Patent holders, therefore, are free to patent mark products as long as such markings reflect the truthful status of the patent. False or misleading marking may lead to sanctions under patent law, consumer law, and unfair competition law.

Under French law, article L. 615-12 of the French Intellectual Property Code establishes a criminal sanction with a fixed fine of €7,500 for false claims of patent ownership, which inter alia may also apply to false patent marking.

Under German law, if a product is marked, the proprietor of the patent must, upon request of any interested person, provide information on the patent number (or patent application number) (§ 146 PatG). The same applies for utility markings and design markings (§ 30 GebrMG and § 59 DesignG, respectively).

In addition, under both jurisdictions, false patent marking is sanctionable as a misleading commercial practice or an unfair competition practice, which can be raised before civil or criminal courts.

For instance, in a March 30, 2022, decision, the Paris Court of Appeals confirmed that using the word "patented," when the patent has not been issued yet, may mislead consumers as to the main characteristics of the product and, as such, is sanctionable as an unfair trade practice (Court of Appeals Paris, March 30, 2022, No. 20/07793).

Similarly, in a June 1, 2017, decision, the Munich Higher Regional Court ruled that the term "patent pending" would be interpreted by consumers as if the patent has already been granted, and therefore such marking may be sanctioned as misleading advertising if used for a patent application (6 U 3973/16).

The United Kingdom

In the United Kingdom, similar to the United States, patent marking and e-marking have direct legal benefits because marking a product with the word "patent" or "patented," along with the patent number or internet link, removes the possibility of an innocence defense to a competitor who infringes the patent.

As per Section 62(1) of the UK Patents Act 1977, infringers do not have to pay damages if they can prove that they were not aware of the existence of the patent and had no reasonable grounds for supposing that the patent existed.
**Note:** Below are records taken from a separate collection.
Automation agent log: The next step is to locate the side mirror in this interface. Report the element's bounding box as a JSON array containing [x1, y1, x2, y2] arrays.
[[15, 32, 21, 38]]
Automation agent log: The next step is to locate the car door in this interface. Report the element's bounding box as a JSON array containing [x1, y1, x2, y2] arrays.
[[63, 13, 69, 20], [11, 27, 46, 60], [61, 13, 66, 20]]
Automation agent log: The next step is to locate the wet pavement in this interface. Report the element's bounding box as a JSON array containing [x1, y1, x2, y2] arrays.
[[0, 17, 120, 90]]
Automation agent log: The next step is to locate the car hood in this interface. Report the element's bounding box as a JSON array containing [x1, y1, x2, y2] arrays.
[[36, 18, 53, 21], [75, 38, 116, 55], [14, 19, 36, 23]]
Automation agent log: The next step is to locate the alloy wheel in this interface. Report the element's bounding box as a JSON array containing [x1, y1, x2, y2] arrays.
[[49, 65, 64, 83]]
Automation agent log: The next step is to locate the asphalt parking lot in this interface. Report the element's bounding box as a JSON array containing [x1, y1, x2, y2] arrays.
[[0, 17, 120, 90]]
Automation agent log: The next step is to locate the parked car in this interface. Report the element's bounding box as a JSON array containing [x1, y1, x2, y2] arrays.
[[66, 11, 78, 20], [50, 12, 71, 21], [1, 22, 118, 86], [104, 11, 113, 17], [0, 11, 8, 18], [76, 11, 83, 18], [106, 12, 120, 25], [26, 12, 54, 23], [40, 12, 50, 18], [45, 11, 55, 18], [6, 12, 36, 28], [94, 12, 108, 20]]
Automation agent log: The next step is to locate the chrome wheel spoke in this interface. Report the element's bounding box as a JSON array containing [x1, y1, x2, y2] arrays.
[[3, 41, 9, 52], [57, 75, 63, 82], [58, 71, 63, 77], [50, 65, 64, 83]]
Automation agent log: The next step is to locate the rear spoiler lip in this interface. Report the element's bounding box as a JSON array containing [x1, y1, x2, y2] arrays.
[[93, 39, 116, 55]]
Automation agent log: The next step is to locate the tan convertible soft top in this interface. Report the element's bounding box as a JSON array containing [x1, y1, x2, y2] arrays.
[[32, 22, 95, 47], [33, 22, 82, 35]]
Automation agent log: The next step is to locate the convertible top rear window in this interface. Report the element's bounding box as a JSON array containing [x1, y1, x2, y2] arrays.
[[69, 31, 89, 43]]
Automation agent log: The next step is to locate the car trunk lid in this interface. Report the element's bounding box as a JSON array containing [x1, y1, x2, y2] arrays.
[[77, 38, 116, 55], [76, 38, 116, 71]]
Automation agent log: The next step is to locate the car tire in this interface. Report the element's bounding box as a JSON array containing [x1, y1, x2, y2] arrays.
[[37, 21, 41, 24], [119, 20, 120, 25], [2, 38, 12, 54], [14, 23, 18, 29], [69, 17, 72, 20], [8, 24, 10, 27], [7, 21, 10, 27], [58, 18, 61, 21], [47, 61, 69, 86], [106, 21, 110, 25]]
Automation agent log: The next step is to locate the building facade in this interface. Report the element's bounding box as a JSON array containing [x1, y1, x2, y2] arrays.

However, in practice, invoking the innocence defense is extremely challenging for commercial entities once patents are published. Consequently, the benefits of patent marking or e-marking are somewhat constrained.

As of 2014, the UK Patents Act 1977 also formally recognizes virtual patent marking and imposes certain requirements, such as that the website link must be freely accessible and lead to a dedicated page that includes the product's patent number.

As in other jurisdictions, false patent marking may lead to sanctions. According to Sections 110 and 111 of the Patents Act 1977, falsely representing that a product is patented or that a patent application has been made may lead to summary conviction and a fine. Consequently, any change in the patent's status necessitates a corresponding adjustment in the marking.

Misleading advertising through patent marking and e-marking is also punished under the Consumer Protection from Unfair Trading Regulations 2008 and the Business Protection from Misleading Marketing Regulations 2008.

Three Key Takeaways

  1. Unlike in the United States, patent marking has more limited benefits in Europe. In the United Kingdom, patent marking only has the positive effect of countering an infringer's innocence defense. In France and Germany, advantages of patent marking are limited to simple commercial or advertising benefits.
  2. Patent holders considering patent marking should ensure that the marking accurately represents the current patent status and that it cannot be considered misleading in any manner. The patent used for marking must be both valid and in force within the specific jurisdiction. Otherwise, patent holders bear the risk of misleading the public and violating patent laws and unfair competition laws.
  3. Patent holders should also consider benefits of e-marking, which allows efficient information updates on a product's IP status, such as when a patent expires or is revoked, or a patent application is refused, withdrawn, or granted, as this would avoid unnecessary commercial costs associated with updating marked products.